Step 4 — Begin derivation. Propose the first bounded context in the application to implement — the one with fewest dependencies on others. Ask the human to confirm or choose differently. Once chosen, derive code artifacts from application-domain-model.md and application-specification.md for that context. For each artifact, cite the specific application domain concepts and specification rule(s) it implements. Write structural checks that encode the relevant parts of the application domain model and behavioral checks that encode each specification rule. Present the derivation for the human to review for faithfulness — not style.
Step 5 — Govern every subsequent change to the application. Once the first bounded context is implemented and its checks pass, every subsequent change to the application — whether the human proposes it or you do — begins with classification.

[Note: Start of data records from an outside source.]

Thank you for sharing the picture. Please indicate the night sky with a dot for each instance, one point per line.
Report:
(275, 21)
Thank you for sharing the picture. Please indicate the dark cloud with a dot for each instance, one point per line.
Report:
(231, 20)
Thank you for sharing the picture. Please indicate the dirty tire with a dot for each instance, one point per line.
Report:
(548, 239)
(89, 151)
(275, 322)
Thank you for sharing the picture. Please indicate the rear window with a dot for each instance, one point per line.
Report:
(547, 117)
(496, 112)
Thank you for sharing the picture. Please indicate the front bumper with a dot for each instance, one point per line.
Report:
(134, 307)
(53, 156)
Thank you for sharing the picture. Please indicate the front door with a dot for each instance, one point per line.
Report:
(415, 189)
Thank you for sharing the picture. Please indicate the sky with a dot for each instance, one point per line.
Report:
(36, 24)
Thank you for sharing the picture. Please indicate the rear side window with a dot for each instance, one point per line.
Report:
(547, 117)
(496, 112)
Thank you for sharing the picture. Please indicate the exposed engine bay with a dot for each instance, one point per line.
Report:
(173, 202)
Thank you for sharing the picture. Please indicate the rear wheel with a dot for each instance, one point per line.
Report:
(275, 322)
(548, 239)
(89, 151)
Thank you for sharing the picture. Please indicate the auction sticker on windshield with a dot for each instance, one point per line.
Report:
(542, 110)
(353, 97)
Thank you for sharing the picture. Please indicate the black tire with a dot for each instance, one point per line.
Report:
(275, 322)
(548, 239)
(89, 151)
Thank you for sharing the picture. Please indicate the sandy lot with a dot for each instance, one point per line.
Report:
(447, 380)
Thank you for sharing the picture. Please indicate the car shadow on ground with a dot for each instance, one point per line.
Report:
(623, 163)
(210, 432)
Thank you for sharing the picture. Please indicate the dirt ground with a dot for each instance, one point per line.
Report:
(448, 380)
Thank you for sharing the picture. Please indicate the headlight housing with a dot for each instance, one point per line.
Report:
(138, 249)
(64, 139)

Ask the human to classify before any work starts; that classification is the contract.
- Correction — an application description was wrong. Update the relevant application file first, then checks, then code.
- Defect — the code does not satisfy the application descriptions. By design, the code is produced to satisfy the checks, so the cause is that the checks have drifted from the descriptions (missing or wrong). Re-align the checks with the descriptions, let them fail, and let the code follow.
- Discovery — a scenario was never described. Add it to the relevant application file first, then checks, then code.
- Evolution — the desired behavior has changed. Update the relevant application file first, then checks, then code.
If a category requires an application-document update, surface the diff for human approval before touching anything downstream. The process files remain untouched in every case.
The application files are subject to the rules defined in the process files. Every change to them is a Correction, Defect, Discovery, or Evolution, and the process governs it. The process files themselves are fixed — if you want a different process, you don't use this seed.